While email marketing has been a core marketing tactic for businesses for many years, Forbes believes A/B testing is the golden egg - if you’re not already using it, you’re likely falling behind the competition.
So, let’s dive into some of the main reasons to consider implementing A/B testing:
- Risk reduction - Launching new content or making adjustments to your site involves significant investments, in terms of both time and resources. By using A/B testing, you can effectively analyse the behaviour of your customers before making any significant investments.
- Issue detection - ‘Out with the old and in with new’ is a common mindset when it comes to company rebranding or website updates. However, comparing the ‘old’ to a newer version can open our eyes to problem areas that may have lain undetected for some time, such as colours on the web pages, CTA click rates, and other page elements. Due to the fact that A/B testing is data-driven, it’s a surefire way to determine what’s working and what’s not based on metrics like cart abandonment rate, click through rate, and time spent on the page. This data can then be used to make adjustments to your web page, resulting in the most engaging version possible.
- Faster results - In most cases, more data means more reliable results. However, that’s not necessarily the case when it comes to A/B testing. Although the sample size must carry statistical significance – and you shouldn’t be led only by the initial results of your analysis – you don’t need millions of page views to get a real idea of what’s working and what isn’t. Use your data wisely and your testing duration will shorten, meaning you can implement changes sooner and boost engagement.

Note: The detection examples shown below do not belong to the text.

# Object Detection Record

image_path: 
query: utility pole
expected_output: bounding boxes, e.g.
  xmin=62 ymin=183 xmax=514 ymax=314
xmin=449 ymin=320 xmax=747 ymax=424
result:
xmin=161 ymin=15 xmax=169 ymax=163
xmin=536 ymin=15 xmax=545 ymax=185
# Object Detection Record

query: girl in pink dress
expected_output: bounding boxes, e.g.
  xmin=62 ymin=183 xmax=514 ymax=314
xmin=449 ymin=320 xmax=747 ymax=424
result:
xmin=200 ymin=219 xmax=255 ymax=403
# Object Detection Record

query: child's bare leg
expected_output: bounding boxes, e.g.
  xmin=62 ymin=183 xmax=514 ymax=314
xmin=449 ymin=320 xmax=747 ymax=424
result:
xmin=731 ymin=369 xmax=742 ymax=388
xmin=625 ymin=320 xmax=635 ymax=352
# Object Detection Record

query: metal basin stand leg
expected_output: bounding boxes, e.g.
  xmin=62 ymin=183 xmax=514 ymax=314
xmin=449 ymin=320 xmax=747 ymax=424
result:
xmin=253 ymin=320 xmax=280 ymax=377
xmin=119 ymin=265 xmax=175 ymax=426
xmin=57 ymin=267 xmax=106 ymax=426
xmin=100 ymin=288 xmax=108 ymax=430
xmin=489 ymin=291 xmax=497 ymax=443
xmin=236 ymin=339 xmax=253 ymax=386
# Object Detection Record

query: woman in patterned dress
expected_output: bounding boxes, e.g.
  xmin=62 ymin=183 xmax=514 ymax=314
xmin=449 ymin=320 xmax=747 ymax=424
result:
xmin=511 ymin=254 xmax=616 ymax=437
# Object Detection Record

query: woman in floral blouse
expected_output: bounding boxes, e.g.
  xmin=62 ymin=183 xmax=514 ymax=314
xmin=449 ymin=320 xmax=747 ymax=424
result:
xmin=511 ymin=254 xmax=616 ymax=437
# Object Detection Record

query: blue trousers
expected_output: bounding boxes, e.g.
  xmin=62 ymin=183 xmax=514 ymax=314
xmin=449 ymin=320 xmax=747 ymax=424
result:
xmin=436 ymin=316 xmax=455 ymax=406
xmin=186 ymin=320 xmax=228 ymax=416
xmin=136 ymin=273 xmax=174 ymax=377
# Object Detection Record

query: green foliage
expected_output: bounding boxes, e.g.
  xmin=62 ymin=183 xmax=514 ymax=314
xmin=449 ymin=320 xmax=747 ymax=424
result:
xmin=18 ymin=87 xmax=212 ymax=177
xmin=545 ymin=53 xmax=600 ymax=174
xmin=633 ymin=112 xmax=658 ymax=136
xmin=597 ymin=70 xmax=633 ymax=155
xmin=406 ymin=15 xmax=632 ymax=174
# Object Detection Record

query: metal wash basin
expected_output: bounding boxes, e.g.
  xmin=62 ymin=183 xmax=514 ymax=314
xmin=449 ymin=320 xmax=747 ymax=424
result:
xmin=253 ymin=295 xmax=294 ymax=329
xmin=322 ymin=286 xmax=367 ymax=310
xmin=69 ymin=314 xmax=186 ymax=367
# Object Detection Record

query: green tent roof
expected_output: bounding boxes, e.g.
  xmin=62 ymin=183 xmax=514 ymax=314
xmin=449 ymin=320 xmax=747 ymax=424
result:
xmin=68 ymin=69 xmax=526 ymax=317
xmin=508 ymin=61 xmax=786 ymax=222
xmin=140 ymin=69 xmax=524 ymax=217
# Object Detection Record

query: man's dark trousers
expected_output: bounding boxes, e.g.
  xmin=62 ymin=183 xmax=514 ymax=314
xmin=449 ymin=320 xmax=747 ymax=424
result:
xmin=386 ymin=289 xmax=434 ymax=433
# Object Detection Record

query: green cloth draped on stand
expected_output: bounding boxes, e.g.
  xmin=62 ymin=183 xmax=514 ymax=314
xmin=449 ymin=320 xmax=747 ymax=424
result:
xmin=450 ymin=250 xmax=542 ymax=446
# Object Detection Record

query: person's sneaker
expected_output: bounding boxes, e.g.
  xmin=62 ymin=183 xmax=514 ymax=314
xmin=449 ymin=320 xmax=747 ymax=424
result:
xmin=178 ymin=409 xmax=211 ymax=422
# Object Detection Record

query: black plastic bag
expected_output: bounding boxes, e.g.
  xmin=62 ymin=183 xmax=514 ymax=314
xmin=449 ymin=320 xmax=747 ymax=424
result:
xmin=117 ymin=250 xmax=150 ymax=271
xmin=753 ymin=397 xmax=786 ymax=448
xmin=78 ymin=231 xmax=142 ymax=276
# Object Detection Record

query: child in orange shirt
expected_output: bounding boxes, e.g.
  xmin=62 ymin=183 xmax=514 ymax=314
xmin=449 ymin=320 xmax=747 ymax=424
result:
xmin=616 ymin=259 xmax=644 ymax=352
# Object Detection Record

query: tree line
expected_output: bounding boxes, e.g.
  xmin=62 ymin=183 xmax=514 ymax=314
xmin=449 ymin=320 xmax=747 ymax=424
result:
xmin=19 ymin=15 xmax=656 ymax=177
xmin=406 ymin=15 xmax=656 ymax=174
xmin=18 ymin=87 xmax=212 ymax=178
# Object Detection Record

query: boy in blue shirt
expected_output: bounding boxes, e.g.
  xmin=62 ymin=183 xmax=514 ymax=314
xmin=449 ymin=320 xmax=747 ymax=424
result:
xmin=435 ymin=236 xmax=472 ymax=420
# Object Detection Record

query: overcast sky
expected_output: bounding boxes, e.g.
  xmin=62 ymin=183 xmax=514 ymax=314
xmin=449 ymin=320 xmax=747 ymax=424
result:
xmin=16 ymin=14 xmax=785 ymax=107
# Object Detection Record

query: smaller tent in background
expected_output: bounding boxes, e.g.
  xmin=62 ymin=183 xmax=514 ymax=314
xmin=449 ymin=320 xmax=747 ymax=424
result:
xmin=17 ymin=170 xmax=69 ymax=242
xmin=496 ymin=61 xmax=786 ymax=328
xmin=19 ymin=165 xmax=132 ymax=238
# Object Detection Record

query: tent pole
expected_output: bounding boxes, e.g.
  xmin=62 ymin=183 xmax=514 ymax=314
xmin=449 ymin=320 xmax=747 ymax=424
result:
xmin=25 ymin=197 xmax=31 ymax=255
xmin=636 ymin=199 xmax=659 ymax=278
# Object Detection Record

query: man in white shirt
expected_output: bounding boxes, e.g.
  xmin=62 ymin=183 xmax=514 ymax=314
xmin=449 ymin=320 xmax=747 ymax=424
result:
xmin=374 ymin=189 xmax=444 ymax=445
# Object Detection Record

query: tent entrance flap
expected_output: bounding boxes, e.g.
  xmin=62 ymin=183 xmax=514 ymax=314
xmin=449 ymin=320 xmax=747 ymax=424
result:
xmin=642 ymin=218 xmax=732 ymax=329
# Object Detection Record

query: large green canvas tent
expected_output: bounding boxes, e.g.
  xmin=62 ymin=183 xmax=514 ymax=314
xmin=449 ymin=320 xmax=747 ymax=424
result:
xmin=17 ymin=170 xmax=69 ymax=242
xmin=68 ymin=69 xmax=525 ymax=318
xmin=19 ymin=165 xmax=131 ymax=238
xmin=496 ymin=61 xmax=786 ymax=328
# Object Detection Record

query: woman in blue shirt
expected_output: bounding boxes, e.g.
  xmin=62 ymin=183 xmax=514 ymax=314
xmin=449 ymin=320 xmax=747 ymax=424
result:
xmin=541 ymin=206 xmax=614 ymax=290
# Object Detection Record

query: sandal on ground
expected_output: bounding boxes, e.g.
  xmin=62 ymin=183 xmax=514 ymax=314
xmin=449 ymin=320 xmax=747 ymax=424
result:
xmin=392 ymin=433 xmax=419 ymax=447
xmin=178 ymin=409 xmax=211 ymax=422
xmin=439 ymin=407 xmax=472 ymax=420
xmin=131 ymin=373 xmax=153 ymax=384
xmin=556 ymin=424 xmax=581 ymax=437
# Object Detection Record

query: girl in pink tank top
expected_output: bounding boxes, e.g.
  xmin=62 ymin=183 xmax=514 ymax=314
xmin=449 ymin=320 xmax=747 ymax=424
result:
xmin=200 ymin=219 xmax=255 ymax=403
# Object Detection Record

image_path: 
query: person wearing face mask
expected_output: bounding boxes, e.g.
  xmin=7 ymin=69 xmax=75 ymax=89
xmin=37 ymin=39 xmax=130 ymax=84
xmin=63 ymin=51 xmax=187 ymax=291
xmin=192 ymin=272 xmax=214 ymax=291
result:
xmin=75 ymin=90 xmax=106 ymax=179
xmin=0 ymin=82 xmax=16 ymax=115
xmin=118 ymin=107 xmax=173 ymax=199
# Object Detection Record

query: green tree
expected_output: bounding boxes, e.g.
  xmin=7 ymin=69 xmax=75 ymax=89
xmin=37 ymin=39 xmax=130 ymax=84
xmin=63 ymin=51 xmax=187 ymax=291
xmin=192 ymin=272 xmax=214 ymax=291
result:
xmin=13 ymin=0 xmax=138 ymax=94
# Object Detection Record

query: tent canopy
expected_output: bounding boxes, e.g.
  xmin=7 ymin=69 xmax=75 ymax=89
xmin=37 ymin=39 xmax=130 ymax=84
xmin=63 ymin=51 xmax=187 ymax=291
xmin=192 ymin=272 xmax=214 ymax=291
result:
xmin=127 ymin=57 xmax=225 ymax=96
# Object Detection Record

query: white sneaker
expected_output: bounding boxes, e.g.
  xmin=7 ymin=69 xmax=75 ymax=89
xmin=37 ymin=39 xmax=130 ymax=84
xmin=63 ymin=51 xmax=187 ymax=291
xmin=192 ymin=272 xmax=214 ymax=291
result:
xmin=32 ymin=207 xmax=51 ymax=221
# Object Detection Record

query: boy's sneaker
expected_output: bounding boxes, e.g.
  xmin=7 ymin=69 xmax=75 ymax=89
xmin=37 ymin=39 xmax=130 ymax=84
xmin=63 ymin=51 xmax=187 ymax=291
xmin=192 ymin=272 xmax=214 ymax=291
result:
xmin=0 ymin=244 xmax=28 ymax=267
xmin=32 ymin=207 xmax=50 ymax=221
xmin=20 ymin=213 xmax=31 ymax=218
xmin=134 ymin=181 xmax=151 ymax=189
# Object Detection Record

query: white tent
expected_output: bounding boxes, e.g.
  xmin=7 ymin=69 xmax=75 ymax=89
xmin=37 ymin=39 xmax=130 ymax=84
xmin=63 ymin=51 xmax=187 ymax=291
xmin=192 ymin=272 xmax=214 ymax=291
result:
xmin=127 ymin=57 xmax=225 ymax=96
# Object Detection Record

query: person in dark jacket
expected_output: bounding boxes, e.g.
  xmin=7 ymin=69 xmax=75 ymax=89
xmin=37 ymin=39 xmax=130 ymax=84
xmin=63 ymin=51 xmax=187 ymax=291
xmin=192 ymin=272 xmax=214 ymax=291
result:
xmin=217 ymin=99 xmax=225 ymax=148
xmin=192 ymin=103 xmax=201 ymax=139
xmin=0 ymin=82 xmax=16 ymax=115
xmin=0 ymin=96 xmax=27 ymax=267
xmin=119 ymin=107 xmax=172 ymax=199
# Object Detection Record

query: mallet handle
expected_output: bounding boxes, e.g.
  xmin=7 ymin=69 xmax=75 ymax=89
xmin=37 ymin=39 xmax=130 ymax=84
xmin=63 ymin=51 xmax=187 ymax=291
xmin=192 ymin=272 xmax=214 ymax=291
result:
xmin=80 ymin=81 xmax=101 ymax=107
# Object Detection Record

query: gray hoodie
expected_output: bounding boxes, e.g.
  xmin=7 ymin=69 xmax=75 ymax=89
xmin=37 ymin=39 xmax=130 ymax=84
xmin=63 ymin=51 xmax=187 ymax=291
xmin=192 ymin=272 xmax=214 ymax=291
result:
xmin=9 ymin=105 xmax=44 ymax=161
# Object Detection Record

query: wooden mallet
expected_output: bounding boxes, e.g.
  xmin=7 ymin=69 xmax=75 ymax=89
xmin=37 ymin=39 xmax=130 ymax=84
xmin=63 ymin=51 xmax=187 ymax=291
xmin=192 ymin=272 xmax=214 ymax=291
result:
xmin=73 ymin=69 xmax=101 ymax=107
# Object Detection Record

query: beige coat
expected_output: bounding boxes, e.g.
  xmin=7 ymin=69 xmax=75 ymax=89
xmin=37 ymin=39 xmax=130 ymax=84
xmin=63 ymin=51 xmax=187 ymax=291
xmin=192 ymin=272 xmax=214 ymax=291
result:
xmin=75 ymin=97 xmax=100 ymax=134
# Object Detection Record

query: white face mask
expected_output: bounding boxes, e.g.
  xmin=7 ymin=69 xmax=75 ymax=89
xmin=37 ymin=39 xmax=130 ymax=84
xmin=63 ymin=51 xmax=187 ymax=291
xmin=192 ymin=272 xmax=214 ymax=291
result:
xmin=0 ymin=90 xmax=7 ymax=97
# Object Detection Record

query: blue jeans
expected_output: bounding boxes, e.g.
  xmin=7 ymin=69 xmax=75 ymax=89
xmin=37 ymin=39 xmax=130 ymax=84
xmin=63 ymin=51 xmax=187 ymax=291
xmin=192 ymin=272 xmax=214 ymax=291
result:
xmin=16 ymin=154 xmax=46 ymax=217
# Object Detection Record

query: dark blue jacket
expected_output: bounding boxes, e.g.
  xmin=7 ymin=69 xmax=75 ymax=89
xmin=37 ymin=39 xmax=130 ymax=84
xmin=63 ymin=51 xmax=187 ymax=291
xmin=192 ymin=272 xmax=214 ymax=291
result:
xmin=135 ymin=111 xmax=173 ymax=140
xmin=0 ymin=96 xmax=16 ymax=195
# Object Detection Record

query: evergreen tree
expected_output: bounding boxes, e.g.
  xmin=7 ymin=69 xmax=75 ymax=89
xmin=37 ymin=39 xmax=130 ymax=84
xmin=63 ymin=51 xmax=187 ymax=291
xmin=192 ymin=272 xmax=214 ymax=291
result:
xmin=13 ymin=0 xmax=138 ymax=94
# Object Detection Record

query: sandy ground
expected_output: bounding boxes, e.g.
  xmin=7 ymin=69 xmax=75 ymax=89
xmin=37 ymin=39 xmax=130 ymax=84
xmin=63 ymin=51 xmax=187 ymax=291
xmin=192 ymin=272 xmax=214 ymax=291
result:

- Simplified analysis - There’s minimal statistical analysis involved in A/B testing given the fact that it typically involves metrics that are relatively easy to interpret, such as site visits and conversion rates. What’s more, the technology that’s now available can help to identify higher-performing content and automatically include this on your site after a certain length of time.
Common A/B Testing Errors That Can Prove Costly
The aim of any A/B testing process is to boost conversions, whether it be through direct site traffic, email marketing, or even social media. Yet, though the process may seem relatively simplistic, there are several traps marketers often fall into that can prove costly either in terms of time, money, or both.
So, what are the most common pitfalls to avoid when running A/B tests?
- Testing for too long - There’s a happy medium involved when it comes to running these kinds of tests. By no means should you throw in the towel after just a day or two, but nor do you need to sit around for months and months waiting for the results to roll in. In fact, testing for too long is likely to impact other opportunities for your business as this time could’ve been better used for running other tests. Marketing expert, Neil Patel, recommends testing for a minimum of seven days and ensuring you’ve reached statistical significance.
- Random hypothesis - Testing with random ideas is a waste of time and resources. Before you start testing, you should have a clear hypothesis in mind and only be changing a single variable each time. Otherwise, if one version performs well (which is the most likely outcome), it won’t be possible to draw accurate conclusions about which factors affected performance. Asking questions related to the home page, checkout, pricing page, and navigation can provide you with great insights.
- Failure to test copy - As the saying goes, content is king. That means that A/B testing with poor copy is unlikely to provide you with reliable results. Creating two alternative versions of high quality copy may seem like more effort than it’s worth, but it’s the only way to ensure you truly understand the type of content that moves your audience.
Converting A/B Testing into Higher Engagement
It goes without saying that running A/B tests with an engagement KPI requires detailed planning and correct execution. However, it’s one of the best ways to ensure that your company better understands its customer base and capitalises on this data in the long term.
By ensuring that visitors enjoy your content and are motivated to interact with it – whether it be e-books, blogs, or audiovisual content – they’re far more likely to keep coming back.